Sunday, April 21, 2013

Wicked Problem Implementation

Over the past 2 weeks, I have been implementing solutions to my wicked problem.  My wicked problem is students not feeling confident communicating in Spanish.  Some of my solutions include using Skype, VoiceThread, and Pen-Pals to increase their confidence in writing, speaking, listening, and reading in the target language.  I can now see why I chose this as my wicked problem.  There is no easy solution!  Though my ideas have guided me in the right direction, there is still a long road ahead.  I am going to explain what ideas worked over the past 2 weeks, what ideas may need to change, and how I plan to continue to solve my wicked problem.
I discovered a great tool while implementing my solutions.  That tool is Evernote.  Evernote is a great resource to organize notes, pictures, important emails, screenshots, and more.  I personally used it to keep all of my observations in once place and have found it very resourceful.  I would highly recommend this tool to others.  
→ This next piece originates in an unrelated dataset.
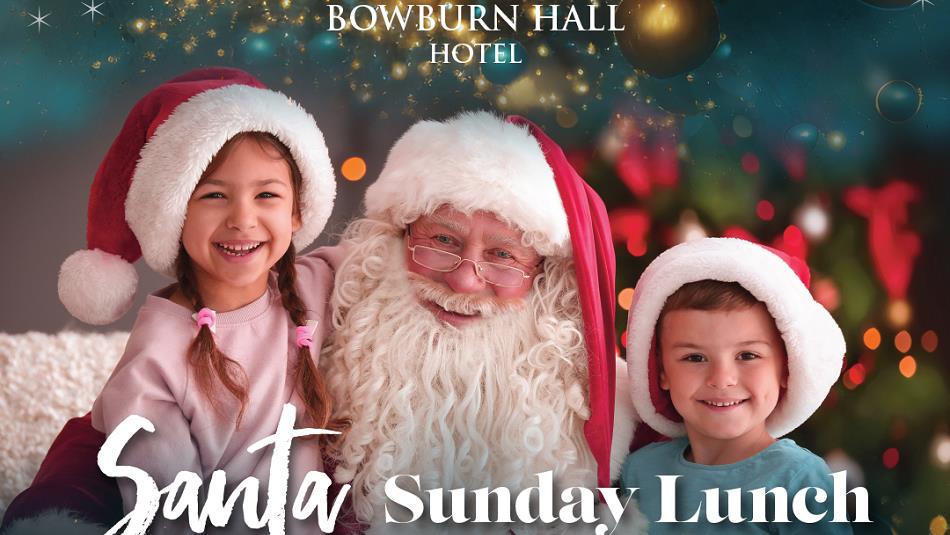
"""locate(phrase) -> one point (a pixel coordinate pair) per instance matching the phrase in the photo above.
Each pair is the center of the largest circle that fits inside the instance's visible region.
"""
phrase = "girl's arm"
(152, 386)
I began to implement my project in my Spanish 1 classes.  I have 2 classes made up of 8th and 9th grade students.  Spanish 1 students struggle with confidence using the language and practice a lot of writing about themselves.  It can be monotonous for the students writing similar things over and over again and it becomes monotonous for me reading the same thing over and over.  I thought pen-pal writing would be an authentic way to have students write to real people in Spanish speaking countries.  I encountered a problem because finding pen-pals was harder than I thought!  I used websites provided by the textbook, and, but they didn't seem to fit very well with what I envisioned.  I was surprised to find that Penpals Now had inappropriate adds in the margins especially since it was provided by the textbook.   It didn't feel very 'safe' to me and I would not have felt comfortable sending my students to that site.
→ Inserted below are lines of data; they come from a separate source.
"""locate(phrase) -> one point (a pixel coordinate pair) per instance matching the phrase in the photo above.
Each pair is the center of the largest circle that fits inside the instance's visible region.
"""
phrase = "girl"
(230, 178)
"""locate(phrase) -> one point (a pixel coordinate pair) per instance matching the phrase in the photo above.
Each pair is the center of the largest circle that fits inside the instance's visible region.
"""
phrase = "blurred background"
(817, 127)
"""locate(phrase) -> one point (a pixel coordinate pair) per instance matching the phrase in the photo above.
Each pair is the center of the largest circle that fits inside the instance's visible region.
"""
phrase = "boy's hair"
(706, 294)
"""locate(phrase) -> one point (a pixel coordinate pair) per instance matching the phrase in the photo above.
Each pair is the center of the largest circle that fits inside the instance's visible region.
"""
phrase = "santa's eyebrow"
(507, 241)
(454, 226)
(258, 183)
I continued my search for a educational and safe website.  I found  ePals global community. The website is more geared at connecting classrooms together rather than just one pen pal at a time, like the other sites suggested.  I am in the process of contacting teachers, but don't know if I will be able to implement the actual pen pal writing within the next two weeks.  Instead I will get the students ready by writing mock pen-pal emails.  They will still get the written practice. 
As soon as I am contacted by the teacher, the students will be ready to send their emails.  I had students write emails on their school Google accounts and save them for later use.  I will give them a prompt so they include some needed information, but I will also let them write what they'd like.  (Obviously it needs to be school appropriate.)  Please feel free to view the assignment.  I've found that students write more when they have freedom in their writing and when it is to an actual person.  I strongly believe that students will write more with less restriction from the teacher.

Email to ePal teacher in Spain.

Currently the students have written the emails and have sent them to me.  I would like to check them before they are sent out to the recipients.  I am not checking the emails for grammatical errors because I think that the students that respond may tell my students what they need to fix.  I am checking the emails to make sure that all things written are school appropriate.  
I have not yet been contacted by any teachers matching up with the needs I am looking for in pen-pal communication which poses as a problem.  I will continue to use ePals to contact other teachers.  The practice emails seem to be very good so far.  The students included a lot of great ideas in Spanish and seemed to be writing with confidence, but I am still seeing common grammatical errors.  One good thing I saw while students were writing is that they seemed more concerned with their emails sounding good because it was going to a person, not just me reading it off of their test.  Overall, pen-pals seem to encourage students to write authentically and with more confidence.    

The next thing I looked into was signing up for a VoiceThread account.

Signing up for VoiceThread.
Signing up was really easy and the website offers video tutorials on how to use VoiceThread.  However, there was a big bump in the costs money!  I contacted oue technology expert at the school to see if our district has an account.  

Email to technology expert.
Unfortunately, we didn't have an account.  The next step I plan on taking is contacting our PTA to see if I can get a grant for the use of VoiceThread.  I hope that they will support me and see the educational uses that VoiceThread has to offer Spanish students.  
I have not had the opportunity to research Skype, but I have used it in the past so I am somewhat familiar with it.  I need to make good relationships with pen-pals before I can move onto Skyping with them.  I am excited to look into the uses of Skype.

I discovered many great ideas from the survey I conducted.  I was delighted by the thoughtful responses of my peers.  If VoiceThread and Skype don't work out as planned, I have various other ideas on how to have students practice their speaking skills and gain confidence.  Future ideas that I can use are Audiboo, CLEAR, Garageband, Google Hangout, and Google Voice. I look forward to looking into these ideas.

Overall, I am very happy with the pen-pal writing and ePals website.  It will be a great way to increase students' writing and reading skills.  I am going to continue to look into VoiceThread and Skype to increase students' speaking and listening skills.  I am confident that technology will help improve the confidence of students using their Spanish skills in the classroom.